Y así comenzó una de las épocas más bonitas de su vida. Trabajaba mucho y duro, pero era feliz. Por las noches la tasca se llenaba de gente. A la semana de estar barriendo y fregando, Paquito se atrevió a preguntar a Pascualón, el dueño, si le dejaba cantar.
-Súbete a la silla porque si no, nadie te verá- y Paquito se subió a la silla y comenzó a cantar su flamenquito que salía del alma, de aquel ser diminuto que no llegaba en estatura al uno cincuenta.
Una noche, sirviendo unos vasos de vino en una mesa, un hombre le preguntó entre carcajadas cuál era su nombre artístico, y él muy serio se quedó callado unos segundos y después contestó “Puntito Chiquito, señor”
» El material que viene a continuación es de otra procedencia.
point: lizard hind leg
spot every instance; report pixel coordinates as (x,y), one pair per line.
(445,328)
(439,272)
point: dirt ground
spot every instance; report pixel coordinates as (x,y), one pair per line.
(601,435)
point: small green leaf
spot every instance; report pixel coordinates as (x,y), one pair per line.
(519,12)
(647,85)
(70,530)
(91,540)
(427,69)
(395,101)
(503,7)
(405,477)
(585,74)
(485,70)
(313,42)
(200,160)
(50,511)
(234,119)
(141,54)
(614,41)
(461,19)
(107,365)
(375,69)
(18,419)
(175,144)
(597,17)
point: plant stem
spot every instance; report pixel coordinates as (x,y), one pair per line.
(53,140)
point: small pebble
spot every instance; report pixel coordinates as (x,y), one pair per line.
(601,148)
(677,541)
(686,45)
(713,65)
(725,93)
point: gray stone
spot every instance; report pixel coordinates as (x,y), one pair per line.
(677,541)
Su tiempo en el Aguilucho duró tres años, treinta y seis meses de vida cómoda y en paz para Paquito. Cada noche se subía al escenario improvisado y cantaba las letras surgidas de un rostro que pasó por allí, de una tortillita de camarones…, de cualquier cosilla que le inspiraba para que el flamenco fluyera por su garganta. Y siempre terminaba con la misma canción “Subido al tren de un sueño”.

Pero Paquito sabía que su vida eran retazos descosidos y que todo se terminaba para él, y una vez más enterró a un ser querido. Pascualón murió una mañana sin más, sin hacer ruido, se le paró el corazón y Paquito hizo su atillo volviéndose a montar en un tren tres años después.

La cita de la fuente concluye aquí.